Cato knuffte Macro in die Seite. »Sieh dir das an.«
Macro warf einen Blick zur Seite, als sie an den Eisenstangen der vorletzten Zelle vorbeikamen. Hinter dem Gitter saßen mehrere Parther, die noch immer ihre Rüstungen aus kleinen Metallplättchen trugen, in denen sie vor der Festung Bushir gekämpft hatten, an die Steinwände gelehnt. Die Blicke der Parther folgten den Neuankömmlingen, als diese vorbeigingen und in die nächste Zelle geschoben wurden. Der Führer der Wachen schloss das Gittertor und verriegelte es. Dann marschierte er mit seinen Männern davon und überließ die beiden Römer sich selbst.

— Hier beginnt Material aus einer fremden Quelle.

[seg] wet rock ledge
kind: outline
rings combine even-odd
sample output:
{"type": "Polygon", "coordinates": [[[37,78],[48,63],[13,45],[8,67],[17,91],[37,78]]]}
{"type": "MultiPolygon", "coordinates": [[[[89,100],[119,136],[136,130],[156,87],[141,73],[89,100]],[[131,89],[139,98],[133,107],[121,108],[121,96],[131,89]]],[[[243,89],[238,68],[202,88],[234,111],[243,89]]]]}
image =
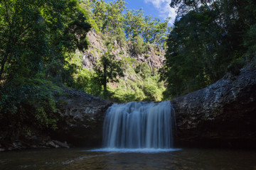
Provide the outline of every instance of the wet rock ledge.
{"type": "Polygon", "coordinates": [[[171,101],[176,147],[256,149],[256,67],[171,101]]]}
{"type": "Polygon", "coordinates": [[[99,147],[105,113],[112,103],[79,90],[65,89],[56,97],[58,130],[51,137],[75,147],[99,147]]]}

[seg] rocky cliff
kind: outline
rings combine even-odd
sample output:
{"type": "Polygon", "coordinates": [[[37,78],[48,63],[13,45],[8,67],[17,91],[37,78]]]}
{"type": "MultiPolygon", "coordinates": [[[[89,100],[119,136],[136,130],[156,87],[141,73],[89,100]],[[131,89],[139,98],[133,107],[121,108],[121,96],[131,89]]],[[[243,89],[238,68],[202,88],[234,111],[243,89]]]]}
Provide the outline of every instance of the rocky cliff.
{"type": "Polygon", "coordinates": [[[51,137],[71,146],[100,146],[105,113],[112,103],[78,90],[67,89],[64,93],[56,97],[58,130],[51,137]]]}
{"type": "Polygon", "coordinates": [[[256,68],[171,101],[177,147],[255,147],[256,68]]]}
{"type": "MultiPolygon", "coordinates": [[[[97,34],[91,30],[87,35],[90,43],[88,50],[81,53],[82,56],[83,67],[87,69],[93,68],[97,60],[107,52],[107,45],[105,44],[102,35],[97,34]]],[[[153,69],[159,69],[163,66],[165,51],[161,48],[156,48],[153,45],[149,47],[146,52],[143,54],[136,54],[133,52],[132,45],[127,42],[127,44],[120,46],[118,43],[114,42],[114,47],[112,49],[111,52],[114,55],[117,60],[121,60],[122,57],[134,58],[138,63],[146,62],[153,69]]],[[[80,53],[80,52],[77,52],[80,53]]]]}

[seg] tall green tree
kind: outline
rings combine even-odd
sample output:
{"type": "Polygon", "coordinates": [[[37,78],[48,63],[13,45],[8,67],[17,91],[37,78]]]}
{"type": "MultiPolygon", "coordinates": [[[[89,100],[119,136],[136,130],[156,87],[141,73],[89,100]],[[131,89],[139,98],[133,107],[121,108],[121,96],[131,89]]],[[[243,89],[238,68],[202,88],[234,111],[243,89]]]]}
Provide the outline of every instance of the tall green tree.
{"type": "Polygon", "coordinates": [[[114,56],[109,52],[104,54],[94,70],[100,84],[103,86],[105,93],[107,91],[107,83],[117,81],[119,77],[124,76],[122,62],[116,60],[114,56]]]}
{"type": "Polygon", "coordinates": [[[171,1],[178,16],[161,69],[166,98],[203,88],[227,72],[238,74],[245,60],[252,62],[252,44],[246,42],[256,42],[247,37],[254,35],[255,5],[250,0],[171,1]]]}

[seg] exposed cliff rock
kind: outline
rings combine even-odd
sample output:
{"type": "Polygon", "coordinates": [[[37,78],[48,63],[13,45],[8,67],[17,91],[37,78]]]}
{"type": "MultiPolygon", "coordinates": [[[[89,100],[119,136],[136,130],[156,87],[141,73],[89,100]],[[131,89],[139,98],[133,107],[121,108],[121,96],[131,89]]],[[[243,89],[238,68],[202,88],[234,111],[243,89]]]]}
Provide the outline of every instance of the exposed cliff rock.
{"type": "MultiPolygon", "coordinates": [[[[102,36],[97,35],[95,32],[91,30],[87,35],[89,48],[82,54],[83,67],[87,69],[91,69],[94,67],[97,60],[100,58],[105,52],[107,52],[107,48],[104,43],[102,36]]],[[[117,42],[114,42],[114,48],[111,52],[115,56],[117,60],[121,60],[122,56],[125,57],[133,57],[139,63],[146,62],[153,69],[159,69],[163,66],[165,52],[162,49],[151,47],[149,50],[144,54],[136,54],[132,52],[131,45],[127,42],[127,45],[121,47],[117,42]]],[[[80,53],[80,52],[77,52],[80,53]]]]}
{"type": "Polygon", "coordinates": [[[256,147],[256,68],[171,101],[178,147],[256,147]]]}
{"type": "Polygon", "coordinates": [[[85,92],[65,89],[56,97],[58,130],[51,136],[75,146],[97,146],[102,142],[105,112],[111,102],[85,92]]]}

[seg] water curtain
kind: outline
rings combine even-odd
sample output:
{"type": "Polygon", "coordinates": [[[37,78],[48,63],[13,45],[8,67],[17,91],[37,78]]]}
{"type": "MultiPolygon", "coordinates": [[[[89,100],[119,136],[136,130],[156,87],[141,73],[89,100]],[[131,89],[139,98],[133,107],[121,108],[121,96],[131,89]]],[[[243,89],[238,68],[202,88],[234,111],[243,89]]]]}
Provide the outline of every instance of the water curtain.
{"type": "Polygon", "coordinates": [[[105,118],[103,144],[109,148],[170,148],[174,125],[170,101],[113,104],[105,118]]]}

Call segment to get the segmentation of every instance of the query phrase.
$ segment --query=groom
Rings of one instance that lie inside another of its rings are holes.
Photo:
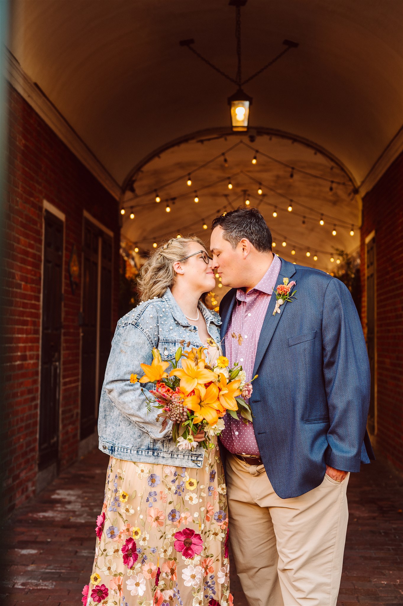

Macro ging zur Wand mit dem Fenster und trat auf eine kleine Bank, damit er zwischen den Gitterstäben hindurch nach draußen sehen konnte. Die Leute auf der Straße gingen vorüber, ohne einen Blick auf das Gesicht des Gefangenen zu verschwenden, der aus dem Halbdunkel schräg unter dem Palast zu ihnen hochsah.
»Nicht gerade das beste Ergebnis«, sagte er grimmig.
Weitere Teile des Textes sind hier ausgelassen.